Know as PLOs, police liaison officers are employed by the Queensland Police Service and often do high-visibility patrols in cop cars, but they are not police officers.
Some PLOs are employed to help the police engage with specific communities, such as Aboriginal Australias, Torres Strait Islanders, Indians, Pacific Islanders, and more.
In Ingham, PLO Michelle Jardine works within the Italian community she grew up in.
“Recently, I helped an 18-year-old apply for personal identification that was lost during the Ingham floods earlier this year,” Ms Jardine said.
“His mother called me to tell me how thankful she was for the PLOs.”
Ms Pere has been working as a PLO for two years, and is based in Townsville.
“I used to be a cleaner for Kirwan police station as well as Townsville police station and all the police stations around Townsville,” Ms Pere said.
“I had actually been observing while I was cleaning. I come from the Cook Islands, and I come from a church where my job was to distribute food packs to the community, and I was doing that for seven whole years and when I saw the PLOs at Kirwan station going out into the community and engaging with different groups of children at school, I actually went and approached the OIC of Kirwan station and asked if I could bring our church distributions to the station and get the PLOs to distribute it into the community and that’s how I got interested in being a PLO.”
Ms Pere said her background as a schoolteacher served her well in the job.
“I really enjoyed teaching English within the African community with the women’s group, and I like also going into the schools and just engaging with the children and doing truancy (school attendance) follow ups for the principal,” she said.
“I speak four languages and becoming a PLO if you do speak another language, that’s
a bonus for us, and for our community, because we also help police do translations as well.”
Those four languages are: Cook Island Maori, New Zealand Maori, Tahitian and English.
Ms Pere said she’d definitely recommend the job.
A police liaison officers can earn between $72,000 and $79,000 a year, according to employment listings.
Acting Commissioner Shane Chelepy flew into Townsville on Tuesday for the start of a three-day PLO annual conference, which the police hope will help them nail down on the success they’ve been having.
“We have over 70 PLOs from right across their state coming together,” Commissioner Chelepy said.

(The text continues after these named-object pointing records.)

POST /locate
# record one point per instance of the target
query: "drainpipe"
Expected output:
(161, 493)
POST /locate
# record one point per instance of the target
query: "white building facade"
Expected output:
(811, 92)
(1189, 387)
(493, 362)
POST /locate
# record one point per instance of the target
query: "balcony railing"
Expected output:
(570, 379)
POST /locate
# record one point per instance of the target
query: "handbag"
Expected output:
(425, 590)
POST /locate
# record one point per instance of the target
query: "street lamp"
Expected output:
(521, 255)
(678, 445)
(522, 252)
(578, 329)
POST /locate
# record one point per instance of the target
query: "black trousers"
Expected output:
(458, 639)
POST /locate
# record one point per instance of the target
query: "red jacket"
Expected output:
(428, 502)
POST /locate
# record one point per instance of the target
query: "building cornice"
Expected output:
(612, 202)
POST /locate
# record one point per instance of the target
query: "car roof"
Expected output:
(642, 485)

“To undertake some professional development, but also to talk about what works
right across our communities. We have nearly 200 PLOs right across the state.”
Commissioner Chelepy said the PLOs help the police “better understand the cultural nuances” inside minority communities.
“They also do a fantastic job engaging with young offenders and their families … that prevention phase is so critical for us. And I can’t, I can’t thank them enough for the work they do.”